One for the punters

Former Soccer Hooligans join a cult TV favorite in the band Ghost of the Robot

Ghost of the Robot. Four of these guys are not on <i>Buffy the Vampire Slayer</i>. That means one of them is.

Ghost of the Robot. Four of these guys are not on Buffy the Vampire Slayer. That means one of them is.

Saturday, April 12; the Crest Theatre, 1013 K Street; $20. With Popgun and the Proles.

Actors who start bands as side projects get a bad rap.

Yes, Dogstar, which features one Keanu Reeves on bass, and 30 Seconds to Mars, with Requiem for a Dream star Jared Leto on vocals, range from reasonably awful to tragically pedestrian. But in the same power-pop vein is the fairly wonderful Phantom Planet, which features Donnie Darko villain Alex Greenwald on vocals and Rushmore übergeek Jason Schwartzman on drums. And there are plenty of other would-be music stars throughout the history of celebrity, from Robert Mitchum’s mid-1950s attempts at calypso through Edd “Kookie” Byrnes, Rick Nelson, Bruce Willis, David Soul and more to Jennifer Love Hewitt and Brandy. There are at least a few other examples.

Why? If you had a movie or television career you could parlay into a platform to launch your garage band’s career, wouldn’t you do it?

And when you’re featured weekly on a TV show such as Buffy the Vampire Slayer, one with a huge cult following, the temptation to strap on a guitar and rock the house might be too tempting to ignore. Ergo, James Marsters, who plays the platinum-haired vampire Spike on Buffy, fronts a band called Ghost of the Robot.

Now, one big difference between Ghost of the Robot and those other actor-fronted bands is that most of these guys have legitimate Sacramento roots. Aside from Marsters, a onetime Modesto resident who, at 39, is the oldest of the bunch, the remainder of the band is made up of 20-somethings who grew up right here in River City. Drummer Aaron Anderson and lead guitarist Charlie DeMars, Ghost’s principal songwriter, played together for two-and-a-half years in a Sacramento geek-pop band called the Soccer Hooligans. “Weezeresque” was how Anderson described the sound.

Following the Hooligans’ demise, bassist Kevin McPherson hooked up with them in another band, a quartet called Power Animal, which is still a going concern. DeMars had moved to Los Angeles to stay with his stepbrother, Steve Sellers, a former local who was writing film scores. Sellers’ next-door neighbor happened to be Marsters, who also was a budding musician. The three started jamming—Sellers plays keyboards and guitars—and DeMars recommended McPherson and Anderson for a rhythm section.

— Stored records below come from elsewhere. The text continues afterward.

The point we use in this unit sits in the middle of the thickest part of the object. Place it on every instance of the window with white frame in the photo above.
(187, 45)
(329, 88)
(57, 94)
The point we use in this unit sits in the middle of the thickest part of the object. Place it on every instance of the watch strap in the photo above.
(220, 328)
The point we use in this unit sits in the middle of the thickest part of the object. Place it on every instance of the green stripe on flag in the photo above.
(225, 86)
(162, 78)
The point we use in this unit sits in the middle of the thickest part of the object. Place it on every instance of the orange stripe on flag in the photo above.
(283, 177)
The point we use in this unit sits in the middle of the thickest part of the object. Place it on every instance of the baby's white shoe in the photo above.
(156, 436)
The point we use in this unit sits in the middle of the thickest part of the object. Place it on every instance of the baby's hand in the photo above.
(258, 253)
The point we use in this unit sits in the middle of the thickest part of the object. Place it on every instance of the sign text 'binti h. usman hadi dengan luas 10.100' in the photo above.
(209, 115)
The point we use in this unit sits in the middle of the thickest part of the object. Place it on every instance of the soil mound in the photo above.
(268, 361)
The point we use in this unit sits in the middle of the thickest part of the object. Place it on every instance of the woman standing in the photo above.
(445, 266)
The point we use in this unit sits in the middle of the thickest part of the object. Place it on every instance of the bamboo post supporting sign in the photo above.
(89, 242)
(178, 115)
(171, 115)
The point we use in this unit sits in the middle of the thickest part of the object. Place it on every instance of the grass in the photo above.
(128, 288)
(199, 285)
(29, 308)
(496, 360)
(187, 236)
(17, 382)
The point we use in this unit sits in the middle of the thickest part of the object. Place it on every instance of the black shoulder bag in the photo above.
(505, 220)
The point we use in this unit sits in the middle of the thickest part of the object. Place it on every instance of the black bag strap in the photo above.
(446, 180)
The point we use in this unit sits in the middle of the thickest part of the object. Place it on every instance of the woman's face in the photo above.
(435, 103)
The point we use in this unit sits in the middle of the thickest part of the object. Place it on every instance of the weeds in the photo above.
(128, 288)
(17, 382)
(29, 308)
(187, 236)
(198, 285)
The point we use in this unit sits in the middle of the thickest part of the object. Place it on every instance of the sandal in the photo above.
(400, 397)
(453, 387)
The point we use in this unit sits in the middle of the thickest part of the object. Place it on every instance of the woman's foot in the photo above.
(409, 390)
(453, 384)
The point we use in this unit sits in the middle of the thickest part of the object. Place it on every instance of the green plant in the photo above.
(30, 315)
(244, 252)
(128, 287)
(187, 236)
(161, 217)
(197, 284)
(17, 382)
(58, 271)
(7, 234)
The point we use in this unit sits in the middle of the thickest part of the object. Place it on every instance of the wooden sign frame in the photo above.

The band has an inherent logistical problem; Marsters and Sellers live in L.A., DeMars moved back to Sacramento, and Anderson and McPherson still live here. Nevertheless, they still find time to practice. “Sometimes, it’s at my house,” Anderson said from his cell phone, while returning across the Nevada desert from Utah with DeMars earlier this week. “And sometimes, it’s in West Hollywood at a practice studio.” Anderson said Ghost of the Robot averages around one show a month, although it will be playing a lot more often this summer when the band goes to Europe to tour.

Contrary to Marsters’ image as a television vampire, the music Ghost of the Robot plays isn’t remotely gothic; it’s a lot closer to the hard-edged pop favored by any number of bands. Often, Marsters’ rasping vocals are underpinned by a shadowed unison vocal an octave higher; the banks of guitars that buttress the songs place the band firmly in the modern-rock camp. “It’s straight-ahead pop-punk” was how Anderson described it.

As for song lyrics, let’s just say that many of them slouch toward the kind of clever cuteness favored by adolescent girls, which may or may not be Ghost of the Robot’s target audience, but there it is. For example, in DeMars’ song “David Letterman,” the narrator wishes to be the late-night TV comic, not so that he can “el kabong” Paul Shaffer or make snarky asides to cluelessly drugged-out actors but because, well, his love interest kinda likes Dave, and if he could be Dave, then perhaps the girl might find him funny. Though the song isn’t brutally acerbic, it is sweet. Girls like that.

Ghost of the Robot has one CD, titled Mad Brilliant, which came out last February. It isn’t available in stores yet, but you can buy it when the band plays in Sacramento this Saturday at the Crest Theatre, or you can get it through the band’s Web site, www.ghostoftherobot.com.